The public discourse about wild deer management in Australia is as hyped at the moment as it has been in the one hundred and sixty or so years that humans have been interacting with wild deer on this continent.
Just a couple of decades ago writers leaned towards describing the presence of wild deer in Australia as more or less totally benign.
Less than forty years ago there was serious discussion about whether or not wild deer would ‘hold on’ in Australia at all.
More recently commentators have sought to place wild deer as the nation’s most destructive pest animal and as an acute threat to the viability of Australia’s $56 billion agricultural industry.
The reality is that neither of these contradictory viewpoints stand up to the available evidence. They are based on kernels of truth, but, they are extremes which are deeply rooted in ideology and prejudice.
A conversation predicated on apologism is just as counterproductive as one predicated on alarmism.
The situation with wild deer in Australia is incredibly complex and complicated, as it is with any abundant vertebrate wildlife.
There are six established species of wild deer in Australia with self-sustaining populations in every State and Territory, in ecosystems varying from Alpine to Tropical. In that context making blanket statements about wild deer, their management, their impacts or their habits is, self-evidently, absurd.
Complexity does not translate well to media soundbites and it tends to clash with and challenge entrenched ideologies.
Consequently, the discourse tends to be dominated by snappy ‘jingles’ rather than by a sober and nuanced retelling of the facts of any particular case. This in turn leads to reactive decision making by politicians, who face the reality of going to the polls every three or four years.
Most interested stakeholder groups are susceptible to allowing the ideology to overtake the facts, hunting interests like ours are as guilty of this as those with contrary views are. Standing on ideological digs doesn’t actually serve the long-term interests anyone with an interest in practical and effective management. Groups might argue that for any real progress to be made their 'opponent' needs to depart the field, what we all know if we are honest with ourselves is that is never going to happen. Those we disagree with have demonstrated that they are as committed as hunters to advocating for their view of the world.

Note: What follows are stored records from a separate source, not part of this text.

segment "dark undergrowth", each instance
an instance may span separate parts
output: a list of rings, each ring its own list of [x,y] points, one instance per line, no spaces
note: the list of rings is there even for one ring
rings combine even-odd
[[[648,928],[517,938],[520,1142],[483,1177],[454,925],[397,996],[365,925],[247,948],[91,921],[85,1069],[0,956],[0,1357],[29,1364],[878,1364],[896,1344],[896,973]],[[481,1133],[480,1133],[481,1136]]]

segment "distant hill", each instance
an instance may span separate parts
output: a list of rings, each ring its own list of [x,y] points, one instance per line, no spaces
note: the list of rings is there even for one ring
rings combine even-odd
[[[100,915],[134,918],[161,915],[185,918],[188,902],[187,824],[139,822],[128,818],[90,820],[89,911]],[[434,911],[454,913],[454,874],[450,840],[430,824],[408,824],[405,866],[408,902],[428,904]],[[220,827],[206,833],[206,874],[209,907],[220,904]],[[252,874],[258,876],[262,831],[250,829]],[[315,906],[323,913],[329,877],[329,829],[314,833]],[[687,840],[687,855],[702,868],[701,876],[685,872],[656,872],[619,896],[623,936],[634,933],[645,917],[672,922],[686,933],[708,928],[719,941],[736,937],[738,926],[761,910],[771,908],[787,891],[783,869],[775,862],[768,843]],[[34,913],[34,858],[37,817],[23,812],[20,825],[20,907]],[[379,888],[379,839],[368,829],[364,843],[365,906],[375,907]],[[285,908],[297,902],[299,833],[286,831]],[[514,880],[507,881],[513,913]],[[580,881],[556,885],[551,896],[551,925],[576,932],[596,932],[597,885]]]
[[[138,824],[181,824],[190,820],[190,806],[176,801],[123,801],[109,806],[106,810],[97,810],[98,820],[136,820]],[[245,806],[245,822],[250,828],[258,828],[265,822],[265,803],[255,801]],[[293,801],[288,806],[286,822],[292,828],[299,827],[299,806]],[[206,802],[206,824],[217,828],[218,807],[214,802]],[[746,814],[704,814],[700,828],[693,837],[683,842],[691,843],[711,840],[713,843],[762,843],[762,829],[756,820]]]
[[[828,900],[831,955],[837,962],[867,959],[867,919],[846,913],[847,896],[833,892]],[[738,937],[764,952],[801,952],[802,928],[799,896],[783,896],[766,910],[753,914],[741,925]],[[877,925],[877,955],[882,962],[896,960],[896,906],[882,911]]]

The experience of the Australian Deer Association over the past five years or so attending public forums about wild deer has been that there are a number of areas in which all of the stakeholders in deer management are in, what appears to be, furious agreement.
For any real progress to be made we all need to park our ideologies and focus on the common ground.
Points on which groups with an interest in real outcomes and evidence-based policy should be able to agree include:
- That wild deer need to be well managed in the Australian environment to mitigate and prevent negative impacts.
- That recreational hunting has an impact on wild deer populations which is mostly unquantified and which is not well understood.
- That recreational hunting alone is not a sufficient control measure to address the negative impacts of wild deer on a landscape scale.
- That the eradication of wild deer from the Australian landscape is not a feasible or realistic aim.
- That conversations about the impacts of wild deer should be based on facts, data and evidence and give way neither to apologism nor alarmism.
- That Governments need to promulgate workable, resourced strategies for the management of wild deer in the Australian landscape that address the realistic needs and views of the range of stakeholders interested in the management of wild deer, but, which are ultimately based on sound management principles.
- That building capacity and co-operation between stakeholders and within communities ultimately benefits all stakeholders.
We have a particular view about the value of wild deer as a game animal and the importance of recreational hunting for cultural, social, economic and environmental reasons - that won’t change. Other groups in the conversation have equally strongly held views which are contrary to ours – we don’t expect that to change either.
We will however continue with the hunt for the middle ground and we will continue to prosecute our commitment to work with any genuine stakeholder in the interest of results where they matter - on the ground.